Basic document interaction and calling of JavaScript functions is supported via ExecuteScriptAsync() and while this string based API can be a messy, it's highly functional and allows for a lot of flexibility in calling all sorts of logic in the HTML document and JavaScript. I've been integrating this functionality in two of my applications with very good results and performance is surprisingly good even with the manual JSON serialization.

For accessing .NET from JavaScript you have several options including using the message based, one-way WebMessageReceived event handler that allows simple message based string messages to be passed from JavaScript to .NET. Host Objects allow exposing .NET objects to JavaScript to provide data sharing and for JavaScript code to call into .NET code with relative ease.
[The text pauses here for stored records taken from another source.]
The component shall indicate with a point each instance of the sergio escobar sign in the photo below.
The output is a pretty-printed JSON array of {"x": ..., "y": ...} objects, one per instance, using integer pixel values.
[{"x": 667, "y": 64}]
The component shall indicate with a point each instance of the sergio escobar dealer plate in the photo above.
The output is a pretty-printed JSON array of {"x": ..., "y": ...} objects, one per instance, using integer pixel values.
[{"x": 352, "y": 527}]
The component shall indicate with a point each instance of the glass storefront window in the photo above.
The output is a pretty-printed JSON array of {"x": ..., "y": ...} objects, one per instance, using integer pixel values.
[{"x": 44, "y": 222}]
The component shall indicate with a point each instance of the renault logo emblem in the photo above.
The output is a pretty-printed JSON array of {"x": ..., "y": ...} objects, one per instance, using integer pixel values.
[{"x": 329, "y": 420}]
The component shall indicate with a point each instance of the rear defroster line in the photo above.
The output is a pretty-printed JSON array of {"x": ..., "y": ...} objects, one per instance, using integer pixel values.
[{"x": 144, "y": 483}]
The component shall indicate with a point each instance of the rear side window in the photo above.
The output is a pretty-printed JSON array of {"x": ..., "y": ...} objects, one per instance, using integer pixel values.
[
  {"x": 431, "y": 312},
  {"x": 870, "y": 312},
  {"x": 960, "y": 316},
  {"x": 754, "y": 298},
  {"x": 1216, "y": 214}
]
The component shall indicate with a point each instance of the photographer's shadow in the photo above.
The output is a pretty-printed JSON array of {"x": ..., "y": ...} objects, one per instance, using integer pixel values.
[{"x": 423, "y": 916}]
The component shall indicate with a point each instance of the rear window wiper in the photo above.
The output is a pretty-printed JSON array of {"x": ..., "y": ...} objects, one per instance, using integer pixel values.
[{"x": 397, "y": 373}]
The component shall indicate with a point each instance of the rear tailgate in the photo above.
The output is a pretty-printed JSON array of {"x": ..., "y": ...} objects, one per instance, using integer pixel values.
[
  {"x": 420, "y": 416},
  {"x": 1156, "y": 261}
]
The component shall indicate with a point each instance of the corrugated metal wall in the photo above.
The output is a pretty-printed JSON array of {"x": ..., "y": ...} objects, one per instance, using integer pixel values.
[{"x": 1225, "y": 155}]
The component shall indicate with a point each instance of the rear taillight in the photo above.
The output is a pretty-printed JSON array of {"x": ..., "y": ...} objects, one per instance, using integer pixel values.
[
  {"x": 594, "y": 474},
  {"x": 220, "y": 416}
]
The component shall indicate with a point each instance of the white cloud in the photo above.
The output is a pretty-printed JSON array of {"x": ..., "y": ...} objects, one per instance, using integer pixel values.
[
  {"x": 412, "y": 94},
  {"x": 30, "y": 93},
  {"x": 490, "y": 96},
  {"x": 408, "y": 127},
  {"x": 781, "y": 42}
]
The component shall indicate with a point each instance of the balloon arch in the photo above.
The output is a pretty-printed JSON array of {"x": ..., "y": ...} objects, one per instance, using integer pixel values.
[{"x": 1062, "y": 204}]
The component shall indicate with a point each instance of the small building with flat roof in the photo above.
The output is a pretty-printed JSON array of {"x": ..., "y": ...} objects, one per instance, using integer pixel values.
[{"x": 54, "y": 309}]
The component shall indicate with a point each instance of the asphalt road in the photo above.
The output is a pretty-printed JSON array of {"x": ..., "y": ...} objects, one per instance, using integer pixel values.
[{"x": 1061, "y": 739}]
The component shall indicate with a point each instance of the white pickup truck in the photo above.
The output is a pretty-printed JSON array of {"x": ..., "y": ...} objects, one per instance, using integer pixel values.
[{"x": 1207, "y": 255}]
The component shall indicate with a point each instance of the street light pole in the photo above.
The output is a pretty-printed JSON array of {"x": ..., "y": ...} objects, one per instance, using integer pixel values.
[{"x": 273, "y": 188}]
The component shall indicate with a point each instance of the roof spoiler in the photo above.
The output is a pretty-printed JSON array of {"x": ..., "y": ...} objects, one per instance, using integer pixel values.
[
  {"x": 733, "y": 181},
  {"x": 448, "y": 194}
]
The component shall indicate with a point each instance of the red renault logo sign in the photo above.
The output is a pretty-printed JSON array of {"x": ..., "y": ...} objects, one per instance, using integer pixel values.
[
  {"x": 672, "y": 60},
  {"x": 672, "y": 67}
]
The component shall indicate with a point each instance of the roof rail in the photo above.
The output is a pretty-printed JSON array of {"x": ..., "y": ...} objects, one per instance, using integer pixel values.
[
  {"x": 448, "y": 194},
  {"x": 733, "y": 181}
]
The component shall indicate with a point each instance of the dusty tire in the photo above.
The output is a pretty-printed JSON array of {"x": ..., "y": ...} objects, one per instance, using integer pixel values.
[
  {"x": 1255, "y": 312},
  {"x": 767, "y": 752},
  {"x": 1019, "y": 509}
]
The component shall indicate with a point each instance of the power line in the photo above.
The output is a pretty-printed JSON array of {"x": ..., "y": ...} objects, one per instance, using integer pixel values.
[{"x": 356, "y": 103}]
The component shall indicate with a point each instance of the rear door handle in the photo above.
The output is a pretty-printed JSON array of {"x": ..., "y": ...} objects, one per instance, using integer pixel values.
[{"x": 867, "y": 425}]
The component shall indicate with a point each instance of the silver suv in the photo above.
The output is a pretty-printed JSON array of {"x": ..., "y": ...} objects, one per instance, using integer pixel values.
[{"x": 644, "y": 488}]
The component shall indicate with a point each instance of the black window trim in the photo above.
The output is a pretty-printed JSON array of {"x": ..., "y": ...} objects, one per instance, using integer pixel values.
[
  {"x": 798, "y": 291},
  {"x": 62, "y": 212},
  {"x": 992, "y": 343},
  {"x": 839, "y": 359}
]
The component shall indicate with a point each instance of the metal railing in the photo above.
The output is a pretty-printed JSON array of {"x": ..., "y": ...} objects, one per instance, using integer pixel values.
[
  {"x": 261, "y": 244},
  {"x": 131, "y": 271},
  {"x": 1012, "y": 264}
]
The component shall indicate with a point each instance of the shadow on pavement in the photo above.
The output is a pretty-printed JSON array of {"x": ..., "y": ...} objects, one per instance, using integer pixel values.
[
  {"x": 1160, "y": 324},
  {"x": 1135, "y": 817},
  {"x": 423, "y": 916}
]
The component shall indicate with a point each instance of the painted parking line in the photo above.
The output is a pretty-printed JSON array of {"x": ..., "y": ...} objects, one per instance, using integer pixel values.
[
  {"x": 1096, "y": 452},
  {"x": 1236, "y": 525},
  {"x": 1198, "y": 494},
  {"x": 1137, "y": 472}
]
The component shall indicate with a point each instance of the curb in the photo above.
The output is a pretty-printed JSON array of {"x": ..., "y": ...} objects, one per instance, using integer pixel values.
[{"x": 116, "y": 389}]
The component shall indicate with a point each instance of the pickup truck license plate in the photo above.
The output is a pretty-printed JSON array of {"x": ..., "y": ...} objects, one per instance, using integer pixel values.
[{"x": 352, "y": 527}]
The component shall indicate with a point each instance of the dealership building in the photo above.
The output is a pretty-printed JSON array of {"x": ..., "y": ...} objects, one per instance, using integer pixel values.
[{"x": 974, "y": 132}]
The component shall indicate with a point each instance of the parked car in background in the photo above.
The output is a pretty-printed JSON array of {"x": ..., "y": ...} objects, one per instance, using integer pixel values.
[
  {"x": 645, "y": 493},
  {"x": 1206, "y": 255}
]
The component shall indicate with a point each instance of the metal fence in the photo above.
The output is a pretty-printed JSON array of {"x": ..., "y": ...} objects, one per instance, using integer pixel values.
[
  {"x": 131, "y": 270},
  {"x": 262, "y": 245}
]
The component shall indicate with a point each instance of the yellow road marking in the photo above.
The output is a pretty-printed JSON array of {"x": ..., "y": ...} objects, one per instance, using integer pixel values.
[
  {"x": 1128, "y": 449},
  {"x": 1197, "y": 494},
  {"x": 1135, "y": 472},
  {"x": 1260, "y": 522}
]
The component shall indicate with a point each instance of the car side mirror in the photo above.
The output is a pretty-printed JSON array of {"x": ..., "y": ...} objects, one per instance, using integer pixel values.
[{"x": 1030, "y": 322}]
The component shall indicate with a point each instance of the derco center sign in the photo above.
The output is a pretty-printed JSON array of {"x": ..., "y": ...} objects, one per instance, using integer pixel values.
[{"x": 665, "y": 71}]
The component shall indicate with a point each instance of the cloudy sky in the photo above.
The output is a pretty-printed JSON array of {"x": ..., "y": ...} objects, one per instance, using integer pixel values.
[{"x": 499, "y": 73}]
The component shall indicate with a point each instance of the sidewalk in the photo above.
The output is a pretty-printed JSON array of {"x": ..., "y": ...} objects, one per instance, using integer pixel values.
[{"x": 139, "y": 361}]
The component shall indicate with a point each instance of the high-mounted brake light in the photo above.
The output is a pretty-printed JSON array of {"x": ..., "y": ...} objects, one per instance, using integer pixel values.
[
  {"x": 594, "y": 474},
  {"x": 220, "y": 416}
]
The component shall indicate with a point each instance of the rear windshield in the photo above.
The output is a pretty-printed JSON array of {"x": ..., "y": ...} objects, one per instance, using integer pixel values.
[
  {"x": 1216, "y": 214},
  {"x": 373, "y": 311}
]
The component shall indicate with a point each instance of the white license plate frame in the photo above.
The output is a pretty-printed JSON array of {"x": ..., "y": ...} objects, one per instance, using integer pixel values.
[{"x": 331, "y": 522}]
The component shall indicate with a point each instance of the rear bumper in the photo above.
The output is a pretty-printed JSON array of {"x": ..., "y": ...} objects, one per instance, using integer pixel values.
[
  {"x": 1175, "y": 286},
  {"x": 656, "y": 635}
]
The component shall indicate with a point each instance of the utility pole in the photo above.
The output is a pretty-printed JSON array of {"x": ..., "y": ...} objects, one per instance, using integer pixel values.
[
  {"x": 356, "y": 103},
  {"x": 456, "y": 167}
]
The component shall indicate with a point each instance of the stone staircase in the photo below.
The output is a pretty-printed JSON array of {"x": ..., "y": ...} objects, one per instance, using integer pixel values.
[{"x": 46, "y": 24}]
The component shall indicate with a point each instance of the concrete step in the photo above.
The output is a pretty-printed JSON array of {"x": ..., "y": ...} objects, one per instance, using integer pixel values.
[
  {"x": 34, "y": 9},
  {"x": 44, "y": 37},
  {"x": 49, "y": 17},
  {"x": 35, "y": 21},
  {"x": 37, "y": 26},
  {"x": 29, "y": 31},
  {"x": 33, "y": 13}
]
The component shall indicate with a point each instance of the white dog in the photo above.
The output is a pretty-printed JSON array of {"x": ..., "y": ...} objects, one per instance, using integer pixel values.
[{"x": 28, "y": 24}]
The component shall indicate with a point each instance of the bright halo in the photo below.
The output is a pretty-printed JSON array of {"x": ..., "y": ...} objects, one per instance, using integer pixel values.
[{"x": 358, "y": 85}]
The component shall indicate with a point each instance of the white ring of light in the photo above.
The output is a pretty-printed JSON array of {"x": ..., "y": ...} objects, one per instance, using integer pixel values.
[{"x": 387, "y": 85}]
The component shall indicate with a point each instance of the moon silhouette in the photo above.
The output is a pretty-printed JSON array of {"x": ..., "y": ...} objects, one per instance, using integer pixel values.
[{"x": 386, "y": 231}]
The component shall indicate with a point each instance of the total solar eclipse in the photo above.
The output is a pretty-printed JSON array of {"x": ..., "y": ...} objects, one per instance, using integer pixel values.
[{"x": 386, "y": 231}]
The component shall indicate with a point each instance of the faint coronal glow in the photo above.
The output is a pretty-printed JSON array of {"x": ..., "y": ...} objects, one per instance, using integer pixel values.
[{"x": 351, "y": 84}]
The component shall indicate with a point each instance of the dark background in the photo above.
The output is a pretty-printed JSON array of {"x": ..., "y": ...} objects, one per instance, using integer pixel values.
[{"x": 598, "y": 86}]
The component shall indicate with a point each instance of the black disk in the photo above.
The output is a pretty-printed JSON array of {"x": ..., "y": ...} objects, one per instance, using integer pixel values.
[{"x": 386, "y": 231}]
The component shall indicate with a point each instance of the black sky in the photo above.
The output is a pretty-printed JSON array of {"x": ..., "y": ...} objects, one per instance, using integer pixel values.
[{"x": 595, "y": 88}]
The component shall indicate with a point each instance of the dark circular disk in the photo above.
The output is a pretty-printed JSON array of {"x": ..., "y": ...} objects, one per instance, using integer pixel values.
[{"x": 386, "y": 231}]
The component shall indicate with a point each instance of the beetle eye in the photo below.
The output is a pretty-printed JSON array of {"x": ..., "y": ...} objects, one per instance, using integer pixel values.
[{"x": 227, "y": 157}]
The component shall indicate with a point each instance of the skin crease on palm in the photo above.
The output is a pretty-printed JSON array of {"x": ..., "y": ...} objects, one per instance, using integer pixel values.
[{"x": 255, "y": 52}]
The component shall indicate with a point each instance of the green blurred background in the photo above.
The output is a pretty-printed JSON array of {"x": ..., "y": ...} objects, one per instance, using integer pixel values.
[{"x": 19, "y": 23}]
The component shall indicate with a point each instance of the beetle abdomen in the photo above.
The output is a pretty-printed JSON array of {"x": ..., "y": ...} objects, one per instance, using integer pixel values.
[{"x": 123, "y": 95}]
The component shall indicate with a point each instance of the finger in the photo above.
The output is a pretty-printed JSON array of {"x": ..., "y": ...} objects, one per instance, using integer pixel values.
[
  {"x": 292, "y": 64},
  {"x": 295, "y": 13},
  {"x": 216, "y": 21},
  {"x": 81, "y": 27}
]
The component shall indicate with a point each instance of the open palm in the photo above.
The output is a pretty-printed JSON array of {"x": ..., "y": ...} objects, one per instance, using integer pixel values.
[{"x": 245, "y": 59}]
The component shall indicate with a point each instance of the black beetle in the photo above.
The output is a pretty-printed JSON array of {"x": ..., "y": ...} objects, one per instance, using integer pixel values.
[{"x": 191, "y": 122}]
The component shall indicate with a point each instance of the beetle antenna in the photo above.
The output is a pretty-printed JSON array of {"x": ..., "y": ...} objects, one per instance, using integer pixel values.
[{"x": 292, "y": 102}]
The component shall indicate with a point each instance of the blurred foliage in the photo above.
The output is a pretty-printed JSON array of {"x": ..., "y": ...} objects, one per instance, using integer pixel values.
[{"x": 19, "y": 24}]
There are some tricky issues to deal with still regarding sync and async access, but these issues are likely related to the preview status of the WebView2 control. You also have to deal with limitations of how data can be passed to .NET only via a single string parameter - most likely requiring JSON serialization to pass more extensive data between JavaScript and .NET. It's less of a limitation as just an unexpected inconsistency.

All in all these APIs are simple enough to use and although there are still some preview issues to deal with, I've found the interfaces to perform very well and work reliably for what is currently supported. Unfortunately it's not clear what features will still improve in the future as the documentation for Interop currently is minimal. The road map is not very clear. This post summarizes some of my experiments to figure out what works and what doesn't as trial and error seems to be the only way to figure some of the behaviors out as I go.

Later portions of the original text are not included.